The actor’s objective is to gather intelligence info and use a range of tools to infiltrate Windows, Linux, and Android systems.

These apps appear as YouTube for Android but are fake versions launched with malicious intentions. The actor has designed these apps to mimic the genuine YouTube app, but keen observation highlights their inherent flaws. For instance, the apps appear more like web browsers than an app because of the use of WebView to load the service and lack many signature features of the original platform.

CapraRAT is a highly invasive tool that gives the attacker control over much of the data on the Android devices that it infects. During the installation process, the apps ask for risky permissions. The malware can extract data, record audio/video, serve as potent spyware, and access sensitive communication data. It can also make calls, intercept/block SMS messages, and override GPS and Network settings. The extracted information is uploaded to the attacker-controlled server.

The malware is promoted as trojanized secure messaging/calling apps under the names MeetsApp and MeetUp, and distributed through social engineering lures. In this campaign, the malicious YouTube apps are distributed via third-party platforms and not from Google Play or Android Play Store.

In their report, researchers found that the APKs were uploaded to VirusTotal in April, July, and August 2023. Two are titled YouTube whereas the third app is linked to a YouTube channel titled Piya Sharma. This indicates the attacker is using this name as a lure as well.

Fake YouTube Android Apps Used to Distribute CapraRAT

Calling Transparent Tribe a “perennial actor”, Delmotte wrote that the actor displays reliable habits therefore, organizations/individuals should “evaluate defence against this actor and threat.”
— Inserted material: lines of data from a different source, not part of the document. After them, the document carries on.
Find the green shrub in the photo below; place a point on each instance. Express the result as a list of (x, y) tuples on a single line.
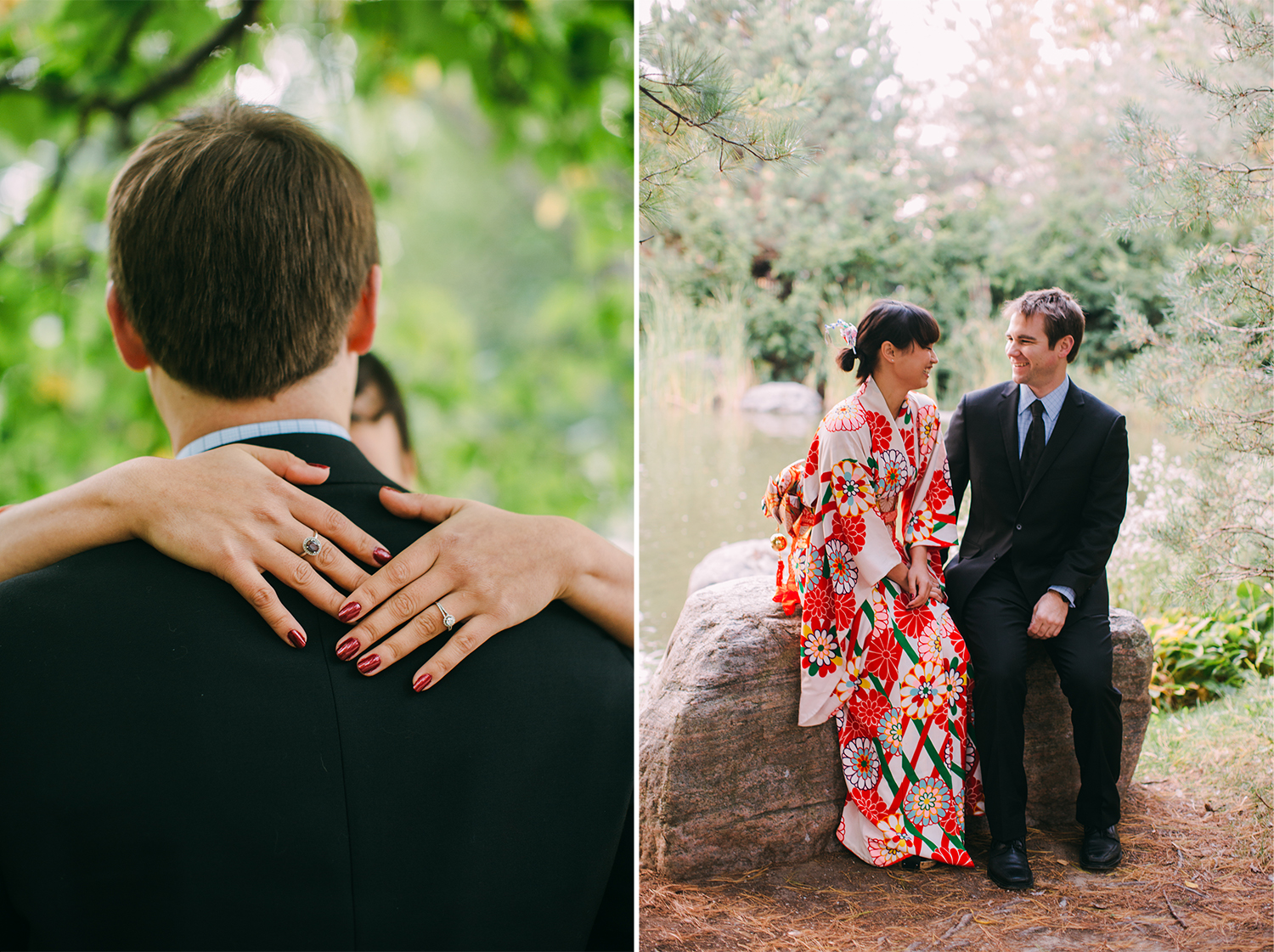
[(1198, 658)]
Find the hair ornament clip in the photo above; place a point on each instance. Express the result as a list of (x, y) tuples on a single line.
[(848, 330)]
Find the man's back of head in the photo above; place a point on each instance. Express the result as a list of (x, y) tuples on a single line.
[(240, 244)]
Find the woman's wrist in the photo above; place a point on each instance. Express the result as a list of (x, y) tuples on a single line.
[(596, 577)]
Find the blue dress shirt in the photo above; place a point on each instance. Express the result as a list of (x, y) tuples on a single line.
[(1051, 408)]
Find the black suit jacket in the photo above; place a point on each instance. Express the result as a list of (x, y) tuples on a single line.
[(1062, 528), (175, 776)]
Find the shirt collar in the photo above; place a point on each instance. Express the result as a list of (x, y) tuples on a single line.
[(250, 431), (1051, 402)]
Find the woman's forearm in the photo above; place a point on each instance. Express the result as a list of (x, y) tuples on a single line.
[(59, 524), (600, 585)]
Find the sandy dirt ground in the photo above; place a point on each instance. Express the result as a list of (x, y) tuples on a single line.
[(1189, 881)]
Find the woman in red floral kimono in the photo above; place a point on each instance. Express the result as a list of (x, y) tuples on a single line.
[(865, 515)]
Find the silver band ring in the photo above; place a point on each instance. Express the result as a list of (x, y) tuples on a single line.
[(313, 546)]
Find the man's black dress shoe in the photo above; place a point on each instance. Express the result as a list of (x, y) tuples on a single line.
[(1008, 865), (1101, 849)]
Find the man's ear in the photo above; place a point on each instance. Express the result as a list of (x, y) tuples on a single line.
[(362, 325), (127, 339)]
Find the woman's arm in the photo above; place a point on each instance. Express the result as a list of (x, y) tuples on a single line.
[(491, 569), (228, 511)]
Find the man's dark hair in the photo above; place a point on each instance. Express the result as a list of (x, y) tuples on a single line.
[(896, 321), (372, 374), (240, 245), (1062, 315)]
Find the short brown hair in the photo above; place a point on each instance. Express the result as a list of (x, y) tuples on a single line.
[(897, 321), (240, 245), (1062, 313)]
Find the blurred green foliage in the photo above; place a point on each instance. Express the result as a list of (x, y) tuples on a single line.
[(957, 203), (497, 140), (1198, 658)]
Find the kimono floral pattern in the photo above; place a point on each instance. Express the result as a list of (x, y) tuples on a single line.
[(896, 679)]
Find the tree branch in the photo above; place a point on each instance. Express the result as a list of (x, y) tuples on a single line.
[(183, 70)]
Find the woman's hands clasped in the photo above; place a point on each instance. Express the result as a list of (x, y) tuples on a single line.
[(489, 569)]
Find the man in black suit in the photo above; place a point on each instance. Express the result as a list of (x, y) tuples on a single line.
[(1049, 470), (178, 778)]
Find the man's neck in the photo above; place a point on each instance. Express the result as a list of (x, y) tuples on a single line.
[(190, 414), (1042, 390)]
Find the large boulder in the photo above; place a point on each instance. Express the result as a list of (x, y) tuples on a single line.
[(786, 397), (730, 783), (734, 560)]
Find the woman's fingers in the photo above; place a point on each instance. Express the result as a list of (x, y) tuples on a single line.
[(420, 505), (402, 606), (459, 646), (308, 574), (409, 566), (259, 594), (423, 628), (320, 518)]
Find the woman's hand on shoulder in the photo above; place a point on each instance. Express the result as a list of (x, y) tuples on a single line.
[(234, 513), (491, 570)]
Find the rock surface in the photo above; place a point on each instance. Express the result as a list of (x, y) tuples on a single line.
[(782, 397), (730, 783), (736, 560)]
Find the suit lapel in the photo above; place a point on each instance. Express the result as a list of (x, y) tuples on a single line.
[(1009, 427), (1068, 422)]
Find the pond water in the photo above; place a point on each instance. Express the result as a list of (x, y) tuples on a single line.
[(702, 478)]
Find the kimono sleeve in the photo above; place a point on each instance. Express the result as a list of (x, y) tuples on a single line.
[(933, 514), (843, 493)]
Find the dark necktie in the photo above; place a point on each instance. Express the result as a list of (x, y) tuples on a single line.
[(1034, 448)]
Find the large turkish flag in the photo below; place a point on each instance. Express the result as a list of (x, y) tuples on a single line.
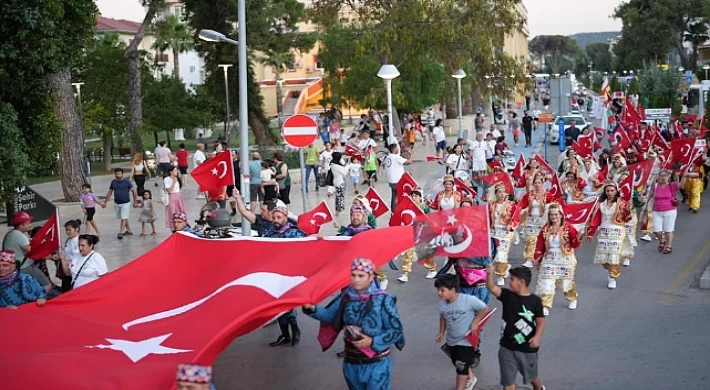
[(182, 302)]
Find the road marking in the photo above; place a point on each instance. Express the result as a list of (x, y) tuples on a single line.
[(674, 287)]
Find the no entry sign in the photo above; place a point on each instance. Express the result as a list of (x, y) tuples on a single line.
[(299, 131)]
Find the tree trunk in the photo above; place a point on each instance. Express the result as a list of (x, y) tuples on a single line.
[(107, 138), (176, 63), (261, 131), (134, 81), (71, 159)]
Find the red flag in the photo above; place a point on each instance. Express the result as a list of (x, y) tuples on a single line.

It is also important to note that APT36 is a sophisticated threat actor, and organizations + users should be prepared to detect and respond to attacks from this group. Here are some suggestions:

  • Android users should only install apps from the Google Play Store or other trusted sources.
  • Users should be wary of clicking on links in emails or social media posts from unknown senders.
  • Users should keep their devices and apps up to date with the latest security patches.
  • Organizations should implement security best practices, such as multi-factor authentication and employee security awareness training.